Upacara bendera di SMA Al-Kholiliyah (yang umumnya berada di bawah naungan Pondok Pesantren Al-Kholiliyah) bukan sekadar rutinitas formalitas, melainkan perpaduan antara kedisiplinan nasionalisme dan nilai-nilai religius.
Berikut adalah gambaran umum deskripsi upacara bendera di sana:
1. Suasana dan Waktu Pelaksanaan
Upacara dilaksanakan setiap Senin pagi, dimulai sekitar pukul 07.00 WIB. Karena sekolah ini berbasis pesantren/yayasan Islam, suasana yang terbangun sangat tertib. Para siswa biasanya mengenakan seragam OSIS lengkap dengan atributnya, sementara para santri tetap menunjukkan kerapian khas sekolah tersebut.
2. Kekhasan Nilai Karakter
Selain tata upacara standar (berdasarkan Permendikbud), terdapat beberapa unsur tambahan yang menjadi ciri khas:
- Pembacaan Asmaul Husna: Seringkali sebelum atau setelah upacara, seluruh siswa melantunkan Asmaul Husna atau doa bersama untuk memulai hari dengan keberkahan.

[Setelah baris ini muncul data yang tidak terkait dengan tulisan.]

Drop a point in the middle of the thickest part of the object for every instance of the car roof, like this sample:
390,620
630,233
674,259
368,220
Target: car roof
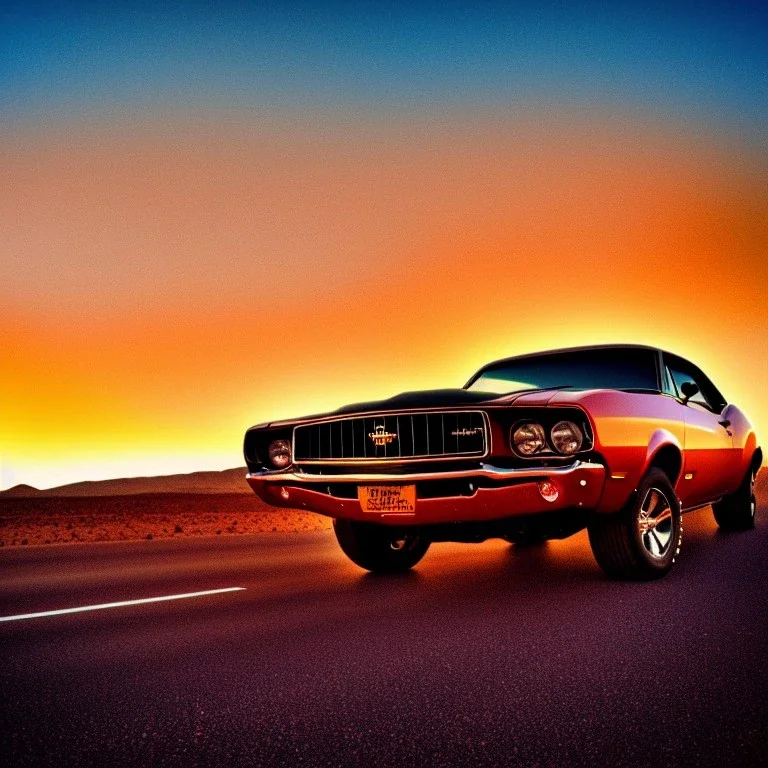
564,350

- Amanat Pembina Upacara: Pesan yang disampaikan oleh guru atau kepala sekolah biasanya tidak hanya soal disiplin belajar, tapi juga pentingnya adab (etika) serta integrasi antara ilmu agama dan ilmu umum.
3. Petugas Upacara
Petugas upacara biasanya digilir antar kelas atau dijalankan oleh anggota OSIS. Hal ini bertujuan untuk:
- Melatih mental kepemimpinan.
- Membangun rasa percaya diri di depan umum.
- Menanamkan jiwa korsa (kerjasama tim) saat mengibarkan Sang Merah Putih.
4. Agenda Umum Upacara
- Pengibaran Bendera: Diiringi lagu Indonesia Raya yang dinyanyikan dengan khidmat.
- Mengheningkan Cipta: Untuk mengenang jasa pahlawan, termasuk para ulama yang ikut berjuang demi kemerdekaan.
- Pembacaan Teks: Pancasila (diikuti seluruh peserta), Pembukaan UUD 1945, dan Janji Siswa.
- Amanat: Arahan dari pimpinan sekolah.